While Paterno may have been at fault, there was no more egregious offender of morality and personal responsibility than McQueary. Upon witnessing what he believed was the sodomizing of a 10-year-old boy, he proceeded to walk out, call his father and leave for the night. No call to the cops; no attempt to stop the crime that was being committed.
Panicked? Shocked? The emotion is irrelevant. He acted cowardly and irresponsibly.
What is not talked about, but is also alarming, is that he would accept employment with a university that, upon hearing his allegations that Jerry Sandusky committed rape, never notified the authorities and continued their professional and person relationship with Sandusky. They merely took away his shower access.
McQueary has shown as much poor judgement as anyone not named Jerry Sandusky. Yet there is still the possibility that the university allows him to walk out onto that field Saturday and represent a university that is supposedly committed to cleaning up their image.

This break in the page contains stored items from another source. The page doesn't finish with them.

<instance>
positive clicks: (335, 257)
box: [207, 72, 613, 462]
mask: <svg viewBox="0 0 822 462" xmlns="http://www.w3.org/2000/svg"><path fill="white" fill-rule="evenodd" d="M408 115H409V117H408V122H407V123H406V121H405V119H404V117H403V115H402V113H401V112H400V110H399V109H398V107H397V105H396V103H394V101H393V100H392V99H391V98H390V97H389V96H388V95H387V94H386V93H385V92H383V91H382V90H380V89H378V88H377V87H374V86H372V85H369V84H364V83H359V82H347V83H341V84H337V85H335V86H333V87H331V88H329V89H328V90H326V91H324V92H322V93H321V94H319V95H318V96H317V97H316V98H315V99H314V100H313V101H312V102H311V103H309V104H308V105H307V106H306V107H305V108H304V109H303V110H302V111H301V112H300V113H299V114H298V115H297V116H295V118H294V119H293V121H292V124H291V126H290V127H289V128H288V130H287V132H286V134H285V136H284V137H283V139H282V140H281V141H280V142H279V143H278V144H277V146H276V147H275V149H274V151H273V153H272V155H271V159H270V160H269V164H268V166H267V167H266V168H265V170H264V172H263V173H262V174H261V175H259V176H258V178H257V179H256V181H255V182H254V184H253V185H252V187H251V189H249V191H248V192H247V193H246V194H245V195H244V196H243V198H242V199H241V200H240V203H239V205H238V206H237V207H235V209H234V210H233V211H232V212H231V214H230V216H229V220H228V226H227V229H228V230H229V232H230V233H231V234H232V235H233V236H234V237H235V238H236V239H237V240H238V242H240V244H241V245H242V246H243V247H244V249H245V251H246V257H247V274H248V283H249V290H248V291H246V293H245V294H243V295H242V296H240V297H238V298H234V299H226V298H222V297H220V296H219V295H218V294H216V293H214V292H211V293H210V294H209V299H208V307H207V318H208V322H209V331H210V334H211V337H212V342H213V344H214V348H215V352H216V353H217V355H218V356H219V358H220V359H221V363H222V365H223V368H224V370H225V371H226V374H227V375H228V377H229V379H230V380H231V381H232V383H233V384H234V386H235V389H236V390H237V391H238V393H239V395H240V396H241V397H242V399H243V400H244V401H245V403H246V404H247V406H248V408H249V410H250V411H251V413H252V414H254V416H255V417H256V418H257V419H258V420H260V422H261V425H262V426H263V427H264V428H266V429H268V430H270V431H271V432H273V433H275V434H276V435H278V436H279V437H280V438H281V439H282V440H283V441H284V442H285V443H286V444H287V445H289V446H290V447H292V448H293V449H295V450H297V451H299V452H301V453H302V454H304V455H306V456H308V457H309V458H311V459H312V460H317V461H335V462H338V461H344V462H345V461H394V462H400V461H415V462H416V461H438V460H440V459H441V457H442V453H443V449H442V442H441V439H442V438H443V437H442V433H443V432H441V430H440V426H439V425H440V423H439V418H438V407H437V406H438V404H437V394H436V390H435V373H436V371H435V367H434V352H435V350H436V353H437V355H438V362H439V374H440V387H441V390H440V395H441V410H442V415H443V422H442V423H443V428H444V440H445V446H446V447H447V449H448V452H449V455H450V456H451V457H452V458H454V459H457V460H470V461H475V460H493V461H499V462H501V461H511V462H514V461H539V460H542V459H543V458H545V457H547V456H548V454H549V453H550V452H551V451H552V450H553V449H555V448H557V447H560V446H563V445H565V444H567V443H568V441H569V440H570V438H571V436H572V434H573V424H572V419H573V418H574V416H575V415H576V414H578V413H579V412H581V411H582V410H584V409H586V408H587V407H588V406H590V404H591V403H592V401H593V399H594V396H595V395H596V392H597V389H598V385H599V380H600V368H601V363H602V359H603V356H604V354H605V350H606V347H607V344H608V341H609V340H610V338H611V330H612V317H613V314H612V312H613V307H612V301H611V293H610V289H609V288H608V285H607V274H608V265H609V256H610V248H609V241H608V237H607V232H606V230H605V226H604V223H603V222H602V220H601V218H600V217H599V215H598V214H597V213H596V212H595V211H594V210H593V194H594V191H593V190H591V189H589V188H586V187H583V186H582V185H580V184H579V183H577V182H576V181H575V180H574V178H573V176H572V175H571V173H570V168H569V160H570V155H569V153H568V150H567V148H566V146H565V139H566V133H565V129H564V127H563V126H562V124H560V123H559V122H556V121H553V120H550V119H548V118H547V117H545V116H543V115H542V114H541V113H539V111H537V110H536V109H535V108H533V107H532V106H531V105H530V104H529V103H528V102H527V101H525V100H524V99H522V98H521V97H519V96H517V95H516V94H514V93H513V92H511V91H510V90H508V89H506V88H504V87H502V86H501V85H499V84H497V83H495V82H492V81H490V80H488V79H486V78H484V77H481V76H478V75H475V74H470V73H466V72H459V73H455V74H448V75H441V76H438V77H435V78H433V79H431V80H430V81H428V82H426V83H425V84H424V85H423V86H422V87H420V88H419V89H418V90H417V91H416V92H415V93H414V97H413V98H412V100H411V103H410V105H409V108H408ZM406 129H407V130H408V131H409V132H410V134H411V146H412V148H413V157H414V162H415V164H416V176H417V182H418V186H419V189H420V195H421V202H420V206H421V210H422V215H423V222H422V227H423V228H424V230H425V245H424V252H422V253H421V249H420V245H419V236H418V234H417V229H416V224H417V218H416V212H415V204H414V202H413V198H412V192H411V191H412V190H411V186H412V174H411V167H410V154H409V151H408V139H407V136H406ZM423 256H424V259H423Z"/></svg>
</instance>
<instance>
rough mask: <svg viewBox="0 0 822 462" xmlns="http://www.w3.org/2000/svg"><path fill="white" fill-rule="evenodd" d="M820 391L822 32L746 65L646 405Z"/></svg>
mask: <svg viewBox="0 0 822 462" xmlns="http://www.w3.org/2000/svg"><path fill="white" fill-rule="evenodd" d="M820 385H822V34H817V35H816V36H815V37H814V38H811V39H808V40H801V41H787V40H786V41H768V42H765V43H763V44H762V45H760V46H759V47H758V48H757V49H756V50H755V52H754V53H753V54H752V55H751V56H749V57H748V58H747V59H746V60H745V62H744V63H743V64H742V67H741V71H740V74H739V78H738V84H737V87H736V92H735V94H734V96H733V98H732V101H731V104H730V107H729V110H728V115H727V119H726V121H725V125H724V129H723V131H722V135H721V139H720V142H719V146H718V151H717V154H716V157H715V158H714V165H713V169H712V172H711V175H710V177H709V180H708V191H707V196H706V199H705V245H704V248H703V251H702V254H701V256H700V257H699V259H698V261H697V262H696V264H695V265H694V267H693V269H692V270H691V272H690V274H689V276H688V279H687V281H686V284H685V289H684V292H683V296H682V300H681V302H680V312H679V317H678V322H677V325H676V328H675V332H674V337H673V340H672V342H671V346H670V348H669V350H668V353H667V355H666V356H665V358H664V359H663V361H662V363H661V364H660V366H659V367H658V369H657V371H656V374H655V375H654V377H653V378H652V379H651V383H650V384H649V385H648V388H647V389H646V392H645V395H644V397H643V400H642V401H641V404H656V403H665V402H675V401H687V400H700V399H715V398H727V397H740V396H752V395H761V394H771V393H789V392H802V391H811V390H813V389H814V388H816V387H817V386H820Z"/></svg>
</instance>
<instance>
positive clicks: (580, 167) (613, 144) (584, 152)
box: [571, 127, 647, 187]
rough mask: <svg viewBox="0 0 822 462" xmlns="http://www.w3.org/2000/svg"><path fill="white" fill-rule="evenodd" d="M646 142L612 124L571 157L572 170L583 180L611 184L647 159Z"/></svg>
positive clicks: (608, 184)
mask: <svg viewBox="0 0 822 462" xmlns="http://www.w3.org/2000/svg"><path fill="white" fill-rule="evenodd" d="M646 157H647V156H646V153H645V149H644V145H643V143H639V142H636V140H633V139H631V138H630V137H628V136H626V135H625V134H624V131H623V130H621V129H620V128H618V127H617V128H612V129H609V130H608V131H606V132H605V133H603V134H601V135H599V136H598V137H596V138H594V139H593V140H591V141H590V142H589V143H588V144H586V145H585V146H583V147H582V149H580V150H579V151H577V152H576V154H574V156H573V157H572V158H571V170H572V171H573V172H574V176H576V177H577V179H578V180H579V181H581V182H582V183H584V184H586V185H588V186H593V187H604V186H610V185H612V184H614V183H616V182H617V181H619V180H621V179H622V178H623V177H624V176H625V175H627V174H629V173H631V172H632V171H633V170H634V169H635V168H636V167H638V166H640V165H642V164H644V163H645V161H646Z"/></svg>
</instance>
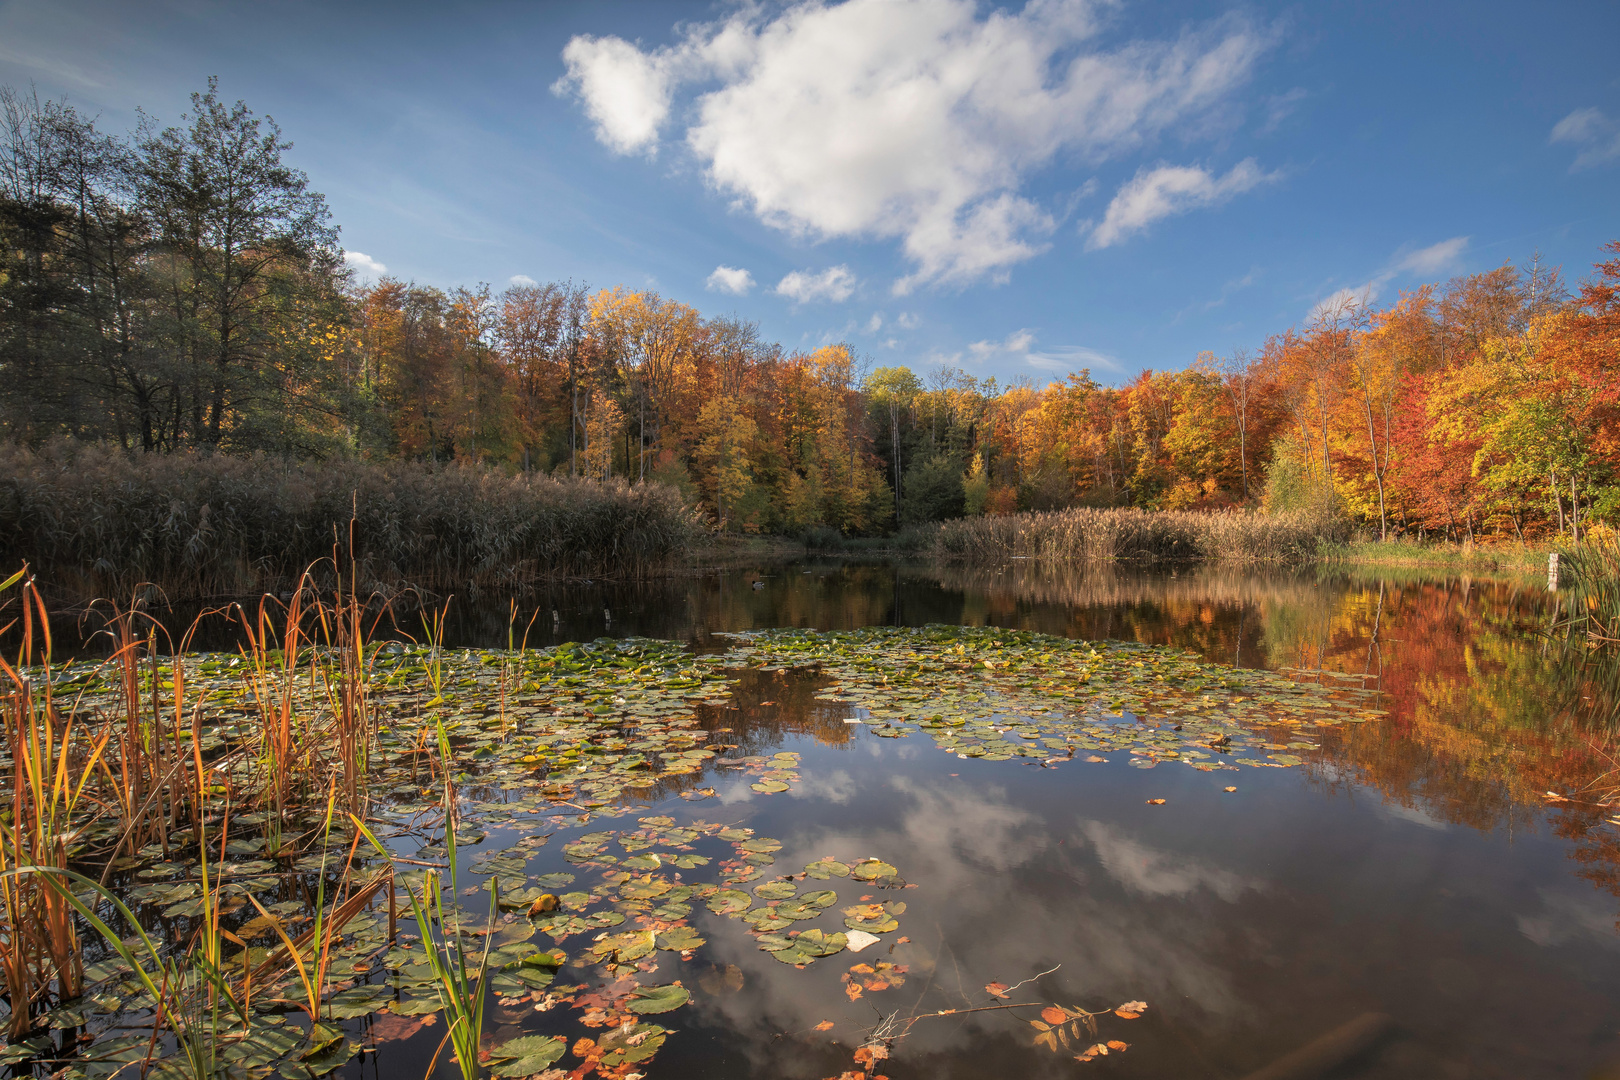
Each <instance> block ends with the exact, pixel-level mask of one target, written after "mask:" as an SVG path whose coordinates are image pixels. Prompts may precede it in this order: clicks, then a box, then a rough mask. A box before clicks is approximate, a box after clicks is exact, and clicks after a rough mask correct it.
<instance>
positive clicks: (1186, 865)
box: [1081, 821, 1262, 904]
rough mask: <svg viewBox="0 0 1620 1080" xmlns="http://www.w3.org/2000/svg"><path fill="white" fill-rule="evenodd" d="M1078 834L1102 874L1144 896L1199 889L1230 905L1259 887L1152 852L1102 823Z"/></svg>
mask: <svg viewBox="0 0 1620 1080" xmlns="http://www.w3.org/2000/svg"><path fill="white" fill-rule="evenodd" d="M1081 831H1082V832H1084V834H1085V839H1087V840H1090V842H1092V847H1095V848H1097V858H1100V860H1102V863H1103V870H1106V871H1108V873H1110V874H1111V876H1113V879H1115V881H1118V882H1119V884H1123V886H1124V887H1126V889H1129V891H1132V892H1145V894H1147V895H1153V897H1183V895H1187V894H1191V892H1197V891H1199V889H1209V891H1210V892H1213V894H1215V895H1218V897H1220V899H1221V900H1226V902H1228V904H1231V902H1234V900H1236V899H1238V897H1239V895H1243V894H1244V891H1247V889H1254V891H1259V889H1260V887H1262V886H1260V882H1257V881H1249V879H1246V878H1239V876H1238V874H1234V873H1231V871H1230V870H1220V868H1218V866H1210V865H1207V863H1202V861H1199V860H1196V858H1187V857H1186V855H1179V853H1173V852H1155V850H1153V848H1150V847H1147V845H1145V844H1142V842H1139V840H1132V839H1131V837H1126V836H1124V834H1123V832H1121V831H1119V829H1116V827H1113V826H1106V824H1103V823H1102V821H1087V823H1084V824H1082V826H1081Z"/></svg>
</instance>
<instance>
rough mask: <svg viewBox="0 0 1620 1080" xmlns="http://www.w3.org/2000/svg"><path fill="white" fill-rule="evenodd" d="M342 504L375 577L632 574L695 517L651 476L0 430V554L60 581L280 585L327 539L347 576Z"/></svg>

Penn State is full of proud alumni and good people of good moral character. They deserve to have peace and order restored. They deserve to get back to a university that works hard to stand for honor, dignity and responsibility.
They can’t do that with Joe Paterno and Mike McQueary strolling their sidelines. Not now, and in the case of McQueary, not ever.
It’s time to say goodbye, even if that means saying goodbye to a legend. The healing can't begin until Paterno and McQueary are gone.